In una delle lunghe sedute serali di registrazione, nel pieno dell’autunno, accovacciata sul tappeto rosso nella stanza silenziosa, Sutty definì nel proprio noter il sistema akano come una religione-filosofia analoga al buddismo o al taoismo, che aveva studiato sulla Terra: quella che gli hainiani, con la loro predilezione per liste e categorie, chiamavano "una religione di processo". «Non esistono parole akane per indicare dio, dei, il divino» disse Sutty al noter. «I burocrati dell’Azienda hanno inventato una parola che significa dio e hanno instaurato un teismo di stato quando hanno scoperto che un concetto di divinità era importante nei mondi presi come modelli. Hanno capito che la religione è uno strumento utile per chi è al potere. Ma qui non esisteva nessun teismo o deismo indigeno. Su Aka, "dio" è una parola senza referente. Niente lettere maiuscole. Nessun creatore, solo il creato. Nessun padre eterno che premi e punisca, che giustifichi l’ingiustizia, stabilisca la crudeltà, offra la salvezza. L’eternità non è un punto estremo, bensì una continuità. La divisione primaria dell’essere in materiale e spirituale solo come "due in uno", o uno in due aspetti. Nessuna gerarchia di Natura e Soprannaturale. Nessun elemento binario tipo Tenebre/Luce, Male/Bene, Corpo/Anima. Nessuna vita ultraterrena, nessuna rinascita, nessuna anima immortale disincarnata o reincarnata. Nessun paradiso, nessun inferno. Il sistema akano è una disciplina spirituale con fini spirituali, i quali però sono gli stessi che persegue mirando al benessere fisico ed etico. L’azione giusta è fine a se stessa. Dharma senza karma.»
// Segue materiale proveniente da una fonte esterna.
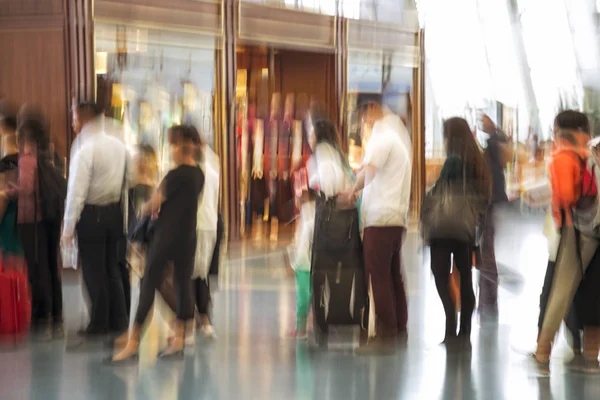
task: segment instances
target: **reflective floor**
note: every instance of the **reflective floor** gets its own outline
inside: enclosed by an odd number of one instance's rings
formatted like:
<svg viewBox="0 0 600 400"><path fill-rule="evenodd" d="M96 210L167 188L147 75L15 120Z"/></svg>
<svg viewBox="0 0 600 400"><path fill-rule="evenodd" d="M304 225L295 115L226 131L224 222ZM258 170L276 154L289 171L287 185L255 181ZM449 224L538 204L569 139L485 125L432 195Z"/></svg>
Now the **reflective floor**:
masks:
<svg viewBox="0 0 600 400"><path fill-rule="evenodd" d="M474 316L472 351L449 352L429 256L413 232L405 243L409 342L394 356L359 357L356 334L338 332L328 351L285 337L294 321L294 282L281 249L247 243L230 248L214 295L218 339L200 338L184 360L156 360L160 318L144 337L139 364L103 364L102 343L74 332L84 315L76 275L65 278L69 335L27 342L0 353L0 399L600 399L600 375L565 366L562 334L544 376L525 354L533 349L546 265L543 215L504 211L497 318ZM156 309L163 313L158 303ZM169 317L166 317L167 319Z"/></svg>

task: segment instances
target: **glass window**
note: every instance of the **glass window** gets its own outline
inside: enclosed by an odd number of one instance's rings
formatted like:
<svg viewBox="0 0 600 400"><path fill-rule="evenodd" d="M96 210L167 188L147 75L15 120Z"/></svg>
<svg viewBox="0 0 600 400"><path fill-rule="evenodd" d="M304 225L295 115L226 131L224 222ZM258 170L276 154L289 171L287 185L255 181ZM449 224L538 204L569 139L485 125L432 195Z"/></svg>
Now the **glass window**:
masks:
<svg viewBox="0 0 600 400"><path fill-rule="evenodd" d="M548 137L556 112L579 108L583 99L567 11L562 0L519 0L518 4L542 134Z"/></svg>

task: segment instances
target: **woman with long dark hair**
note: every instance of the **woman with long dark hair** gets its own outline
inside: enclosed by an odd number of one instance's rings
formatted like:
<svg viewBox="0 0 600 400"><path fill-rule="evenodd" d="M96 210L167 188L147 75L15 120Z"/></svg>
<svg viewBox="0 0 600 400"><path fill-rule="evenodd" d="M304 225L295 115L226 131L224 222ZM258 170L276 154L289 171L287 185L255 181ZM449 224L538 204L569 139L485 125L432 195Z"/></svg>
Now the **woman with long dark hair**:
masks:
<svg viewBox="0 0 600 400"><path fill-rule="evenodd" d="M49 161L49 132L41 114L20 115L18 126L18 184L7 190L17 201L17 224L32 293L32 326L41 339L51 339L53 330L63 332L62 285L58 271L60 222L43 215L40 169L53 168Z"/></svg>
<svg viewBox="0 0 600 400"><path fill-rule="evenodd" d="M462 118L450 118L444 122L444 142L447 159L436 185L449 184L475 190L489 202L491 176L489 167L475 141L471 128ZM458 194L454 194L460 196ZM482 210L483 211L483 210ZM460 272L460 338L471 335L471 317L475 307L475 294L471 276L472 252L475 243L452 237L430 239L431 270L446 313L445 342L456 338L456 310L450 294L450 270L452 256Z"/></svg>
<svg viewBox="0 0 600 400"><path fill-rule="evenodd" d="M309 135L313 149L307 165L309 186L326 198L345 193L352 187L352 182L335 125L328 119L318 119L313 126L314 134Z"/></svg>
<svg viewBox="0 0 600 400"><path fill-rule="evenodd" d="M195 159L197 146L198 136L188 127L173 126L169 129L169 148L175 168L169 171L152 198L142 207L142 215L156 217L156 222L146 255L135 322L131 332L117 340L120 344L127 338L127 344L117 350L113 362L124 361L137 354L142 327L170 262L173 263L177 291L177 322L175 337L163 356L183 352L185 324L194 317L192 272L196 255L198 197L204 186L204 173Z"/></svg>

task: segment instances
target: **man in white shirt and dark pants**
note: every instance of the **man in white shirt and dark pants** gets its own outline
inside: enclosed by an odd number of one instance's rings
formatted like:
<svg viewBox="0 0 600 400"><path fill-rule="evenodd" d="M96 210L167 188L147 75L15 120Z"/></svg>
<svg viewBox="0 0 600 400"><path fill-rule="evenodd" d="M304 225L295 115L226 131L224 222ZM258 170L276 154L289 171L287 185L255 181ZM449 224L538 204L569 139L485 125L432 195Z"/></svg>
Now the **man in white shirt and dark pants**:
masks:
<svg viewBox="0 0 600 400"><path fill-rule="evenodd" d="M77 236L83 280L90 300L84 335L127 329L118 246L124 235L121 196L128 184L125 145L107 135L100 107L81 103L73 110L78 133L71 153L63 241Z"/></svg>
<svg viewBox="0 0 600 400"><path fill-rule="evenodd" d="M365 270L373 291L376 336L359 352L390 350L406 334L408 311L401 272L401 248L408 226L412 149L400 117L369 103L373 126L352 194L363 190Z"/></svg>

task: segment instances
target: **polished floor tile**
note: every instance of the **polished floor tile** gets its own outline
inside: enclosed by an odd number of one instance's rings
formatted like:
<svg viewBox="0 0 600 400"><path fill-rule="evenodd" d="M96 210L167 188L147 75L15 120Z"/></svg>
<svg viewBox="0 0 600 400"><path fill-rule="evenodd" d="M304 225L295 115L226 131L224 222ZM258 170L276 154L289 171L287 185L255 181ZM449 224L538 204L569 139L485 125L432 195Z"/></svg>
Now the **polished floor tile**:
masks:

Era arrivata a una definizione della religione akana. Per un minuto, si sentì completamente soddisfatta della definizione e di sé.
Poi si accorse che stava pensando a una serie di miti che Ottiar Uming aveva raccontato. La figura centrale, Ezid, uno strano personaggio romantico che a volte appariva come un giovane bello e gentile, a volte come una giovane bella e impavida, era chiamato "l’Immortale". Sutty aggiunse un appunto: «E "Ezid l’Immortale", allora? Questo significa che credono in una vita ultraterrena? Ezid è una persona, due persone, o molte? "Immortale / che vive per sempre" sembra significare: intenso, ripetuto molte volte, famoso… forse ha anche un significato particolare e indica: in perfetta salute fisico-spirituale, che vive saggiamente. Verificare questo punto».